Esse mercado tem atraído empresas que nem são do mundo fitness. Em março, a italiana Ferrero, dona de marcas como Nutella, Kinder, Ferrero Rocher e Tic Tac, anunciou a compra da mineira Bold Snacks, fabricante de barras de proteína.
O portfólio desses produtos tem ganhado cada vez mais espaço nas prateleiras do supermercado. Ao carregar “proteína” no nome, a barra pode passar a impressão de ser uma escolha automaticamente saudável.
Por que? Esse nutriente tem um papel estrutural nos tecidos, participa do funcionamento do sistema imunológico, das reações químicas do metabolismo e do ganho de massa muscular.

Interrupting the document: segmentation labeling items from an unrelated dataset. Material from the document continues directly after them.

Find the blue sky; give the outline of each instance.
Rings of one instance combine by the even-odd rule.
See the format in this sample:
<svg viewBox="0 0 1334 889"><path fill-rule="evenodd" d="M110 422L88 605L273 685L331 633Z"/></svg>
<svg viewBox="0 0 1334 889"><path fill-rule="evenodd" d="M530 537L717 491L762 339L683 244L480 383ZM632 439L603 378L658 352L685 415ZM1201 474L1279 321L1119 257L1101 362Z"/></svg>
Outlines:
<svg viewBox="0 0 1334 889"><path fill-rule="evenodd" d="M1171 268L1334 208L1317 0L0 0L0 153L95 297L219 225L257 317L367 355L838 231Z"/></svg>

Sim, mas… Embora a proteína seja essencial, o fato de um alimento contê-la não o torna, por si só, saudável.
Pensamos apenas nos efeitos positivos, porém, nessa conta, esquecemos tudo o que vem junto no pacote. Normalmente, as barras de proteína são muito calóricas, diz Hamilton Roschel, diretor científico do Centro de Medicina do Estilo de Vida da USP.

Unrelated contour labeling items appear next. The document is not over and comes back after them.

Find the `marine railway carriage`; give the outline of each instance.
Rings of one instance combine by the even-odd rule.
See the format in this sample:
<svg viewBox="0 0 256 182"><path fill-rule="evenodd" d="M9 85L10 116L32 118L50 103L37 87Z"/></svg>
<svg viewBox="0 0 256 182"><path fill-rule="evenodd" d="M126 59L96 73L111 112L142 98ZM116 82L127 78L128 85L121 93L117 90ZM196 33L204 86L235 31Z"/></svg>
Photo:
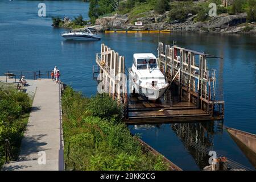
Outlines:
<svg viewBox="0 0 256 182"><path fill-rule="evenodd" d="M93 74L101 73L98 78L103 92L125 106L125 122L145 124L222 119L225 102L217 100L220 95L215 71L207 67L207 58L217 57L175 45L164 47L161 42L158 50L158 68L171 89L155 103L140 94L127 94L126 80L119 77L119 73L127 71L123 56L104 44L96 55ZM175 93L176 101L172 99Z"/></svg>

Red flags. Roschel aponta outros alertas:
- Elas geralmente possuem pouquíssima fibra, que seria um indutor de saciedade muito bom e saudável.

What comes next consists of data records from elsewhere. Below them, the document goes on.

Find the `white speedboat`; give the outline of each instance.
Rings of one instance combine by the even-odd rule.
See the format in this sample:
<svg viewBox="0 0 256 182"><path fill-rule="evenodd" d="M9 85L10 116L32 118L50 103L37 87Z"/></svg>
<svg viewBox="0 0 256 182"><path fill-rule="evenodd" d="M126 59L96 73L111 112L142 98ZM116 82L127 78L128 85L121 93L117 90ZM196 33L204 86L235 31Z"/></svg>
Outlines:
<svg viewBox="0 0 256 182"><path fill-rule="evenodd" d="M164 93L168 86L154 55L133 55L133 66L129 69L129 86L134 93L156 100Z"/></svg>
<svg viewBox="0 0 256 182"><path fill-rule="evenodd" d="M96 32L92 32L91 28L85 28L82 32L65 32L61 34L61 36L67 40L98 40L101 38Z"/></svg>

- Muitas são ricas em gordura saturada, frequentemente usada para dar textura, além de conter açúcares adicionados e aditivos químicos (corantes, conservantes e saborizantes).
- Quando contêm açúcar, podem ser prejudiciais para o diabético.
Para quem, então, faz sentido consumir? As barrinhas podem ser úteis em situações específicas, como viagens ou momentos em que não há acesso a comida de verdade. Ainda assim, não devem substituir refeições de forma rotineira.
Ela é indicada para quem realmente precisa aumentar a ingestão de proteínas. Para saber isso, é preciso avaliar o restante da alimentação, da quantidade de treino, da composição corporal e da necessidade individual, explica Lara Natacci, pós-doutora em nutrição pela Faculdade de Saúde Pública da USP.
A recomendação é observar bem o rótulo e incluir a barrinha como uma opção dentro de um planejamento alimentar feito com orientação profissional.
De olho na tabela nutricional.
O primeiro ingrediente é o que está em maior quantidade. Evite aquelas que listam açúcar, xaropes ou gorduras logo no início, explica Natacci.
Alternativas mais saudáveis para obter proteínas:
- Dois ovos cozidos;
- Iogurte natural, especialmente o desnatado ou tipo grego;
- Sanduíche natural com pão integral e patê de atum, frango ou ricota, preparado com iogurte em vez de maionese;
- Tofu ou legumes, para quem não consome alimentos de origem animal.